Гарвей сел в машину и включил первую передачу: ехать надо было очень осторожно, чтобы благополучно миновать масляное поле на асфальте. Мотор работал на минимальных оборотах, и все-таки «кадиллак» два раза вильнул задом. Наконец Питер выбрался на чистую дорогу. Американец дал газу, а машина помчалась вниз. По отпечаткам протектора могли легко обнаружить, что он проезжал место аварии.

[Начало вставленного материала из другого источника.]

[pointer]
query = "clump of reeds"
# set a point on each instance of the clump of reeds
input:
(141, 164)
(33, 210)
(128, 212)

«Сообщить в ближайшем городке о случившемся?..» — подумал было Гарвей. Но он не мог этого сделать: его наверняка задержали бы как свидетеля. А он спешил. Он связался по радио с машинами своих коллег, сообщил им, в каком направлении шли машины Клингена и Келлера, и наказал встретить их на развилке у Европейского моста и продолжать преследование. Сам же он решил ехать кратчайшим путем, чтобы скорее пересечь границу.
* * *
О том, что произошло на перевале Гроссглокнер, Клинген не знал. Несколько часов тому назад он благополучно пересек границу ФРГ и проехал Майнц. Теперь дорога шла по рейнской долине.

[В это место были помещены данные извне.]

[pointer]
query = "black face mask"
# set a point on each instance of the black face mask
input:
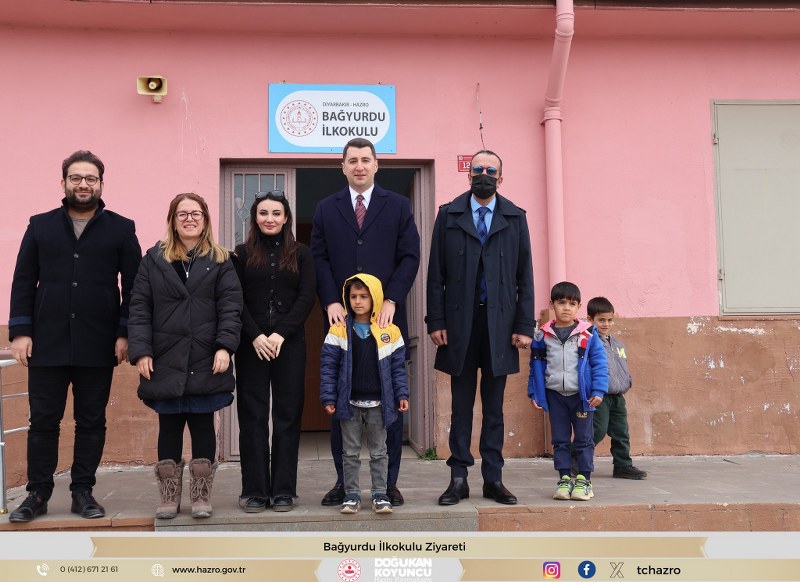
(484, 186)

Рейн был справа, слева возвышались скалы. Близился вечер, но Рейн жил своей обычной, напряженной жизнью. По его гладкой сероватой поверхности скользили белые пассажирские теплоходы и черные — грузовые. Маленькие, но сильные буксиры тащили громоздкие баржи, догруженные по самую ватерлинию.
На правом берегу показался старинный рыцарский замок. Внешне он сохранил свой облик, но внутренние его помещения были оборудованы под гостиницу и ресторан. Клингену приходилось бывать здесь не раз.
Клаусу всегда нравились эти маленькие рейнские города, сохранившие свою причудливую архитектуру. Крупные города Германии во время войны были разрушены. Вновь отстроенные, они походили друг на друга — стекло, бетон… Маленькие же рейнские города сохранились. Они были точно такими же, как и много веков назад.
Но Клинген думал сейчас не об этом. Дорога была долгой, и он чувствовал себя очень усталым: голова стала тяжелой и неясной, ноги и руки — будто ватные… Уж не заболел ли он? Самым скверным было то, что он испытывал какую-то подавленность. Что это? Предчувствие?
Чепуха.
Ему хотелось лечь и ни о чем не думать. Наверное, он все-таки заболел. Жары он не ощущал, но было душно, и открытые окна не помогали. Он глянул в верхнее зеркало и увидел, что Маргарет, склонив голову на спинку заднего сиденья, спит. Надо было именно в этот день, в этот последний, ответственный момент ему заболеть! Клинген уже не сомневался в том, что заболел. Но чем? У него не болело горло, вообще ничего не болело, только вот голова… Было такое ощущение, что все происходящее вокруг — нереально. Вот он переключает скорость, обгоняет впереди идущую машину, сигналит велосипедисту, который выскочил на проезжую часть дороги, и… будто все это делает не он, а кто-то другой, будто все это происходит во сне, когда являешься как бы игрушкой в руках каких-то могущественных сил: хочешь повернуть вправо, а ноги несут тебя влево, кто-то настигает тебя, ты убегаешь от опасности, а ноги и земля — все как резиновое, бежишь, бежишь — и на месте… Но он же не спит. Он отчетливо видит дорогу, в боковое зеркало — машину Келлера. Где-то сзади идет «кадиллак» Гарвея, а на заднем сиденье — Маргарет, которая спит, а может, притворяется, что спит. Это все его враги, и они хотят завладеть этой маленькой коробочкой, спрятанной в рулевой колонке. А в этой коробочке — тысячи смертоносных бацилл… Стоит ее только открыть — и они расползутся, и тогда… Что за бред? Клаус тряхнул головой, как бы желая избавиться от наваждения, охватившего его. Нет! Надо остановиться.